Gazilik sonrası hayatınızdaki değişimlerin yaşantınıza etkileri nelerdir?

Tedavi bittikten sonra tabii ki bu yaşadıklarımı kabullenmek kolay olmadı. Fakat her geçen gün kendimi geliştirmeye gayret ettim. Bundan sonra nasıl yaşarım, amacım ne olmalı gibi hesaplar yaparak kendimin doktoru olmaya çalıştım. Hiçbir zaman pes etmedim ve hep hayata tutundum. 

Yaşadıklarımda en büyük destekçim öncelikle ailem oldu. Özellikle eşimin desteği ve çocuklarımın varlığı benim için çok önemlidir. Eşimin, hayata tutunmamda ve bu günlere gelmemde çok büyük emeği ve desteği vardır. Ayrıca doğa ile ilgilenmek, kendime çeşitli ilgi alanları yaratmak da hayata bağlanmamı sağladı. Düşünsenize sağlıklı bir birey olarak askere gidiyorsunuz ve şu an iki bacağınız yok. Görüntüde var gibi gözükse de gerçekte yok. İnsan inandıktan sonra bütün zorlukların üstesinden gelebiliyor. Önemli olan hayata pozitif ve doğru pencereden bakabilmek…

Mehmetçik Vakfı ile nasıl tanıştınız?

Mehmetçik Vakfı’nı, acemi birliğinde Mehmetçik Yaşam Sigortası yapılırken tanıdım ve öğrendim. İnsan hayatta başına hiçbir şey gelmeyecekmiş gibi yaşıyor fakat yarınımızın bile garantisi yok. Sigorta yapılırken hiç olumsuz bir şey düşünmemiştim ama uygulamanın çok doğru olduğunu sonradan anlıyorsunuz. GATA’da devam eden tedavi sürecinde benim tüm işlerimi babam takip etti.
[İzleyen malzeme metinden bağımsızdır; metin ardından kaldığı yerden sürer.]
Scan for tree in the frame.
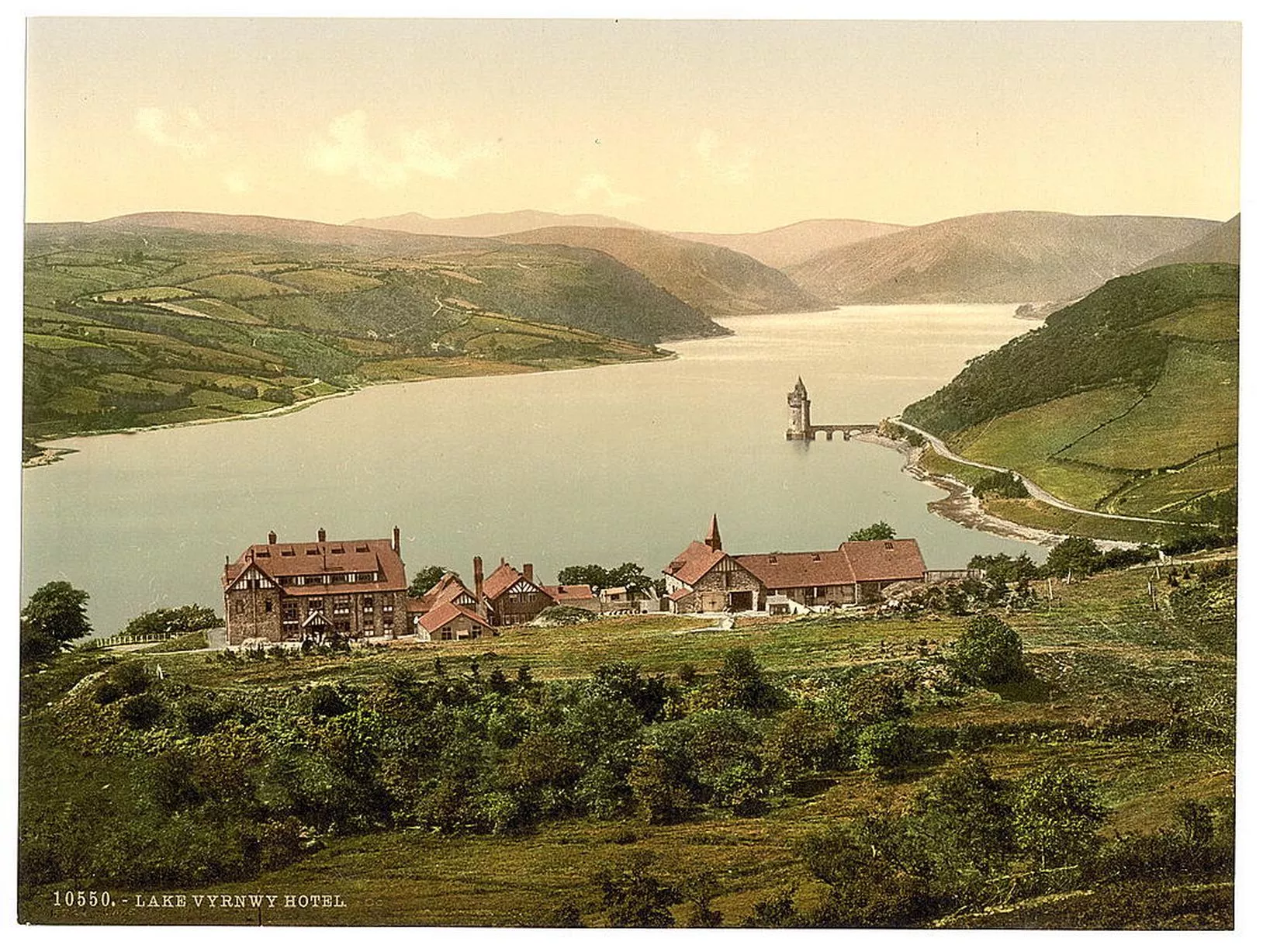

GATA personelinin verdiği bilgiler ve Mehmetçik Vakfı Adana Temsilciliği personelinin yardımları ve desteği ile tüm müracaatlarım yapıldı. Emekli Sandığı ve Mehmetçik Vakfı’ndan, birinci dereceden yardım alıyorum. 

İlerleyen yıllarda Mehmetçik Vakfı personelinin beni evimde ziyaret etmeleri ve özel günlerde telefonla aramaları sayesinde Vakfı daha da yakından tanıma imkânı buldum. Mehmetçik Vakfı’nın yapmış olduğu yardımlar biz gaziler için çok anlamlı. 

Mehmetçik Vakfı’na yardım yapmayı düşünenlere bir mesaj iletmek ister misiniz?

Her yerde Mehmetçik Vakfı’nı, faaliyetlerini tanıtmaya ve anlatmaya gayret ediyorum. Bağış yapmayı düşünen herkesin Mehmetçik Vakfı’nı tercih etmesi gerektiğini söylüyorum. Mehmetçik Vakfı’na yapılan bağışların en ufak bir kayba uğramadan bizlere ulaştığını insanlara anlatmaya çalışıyorum. 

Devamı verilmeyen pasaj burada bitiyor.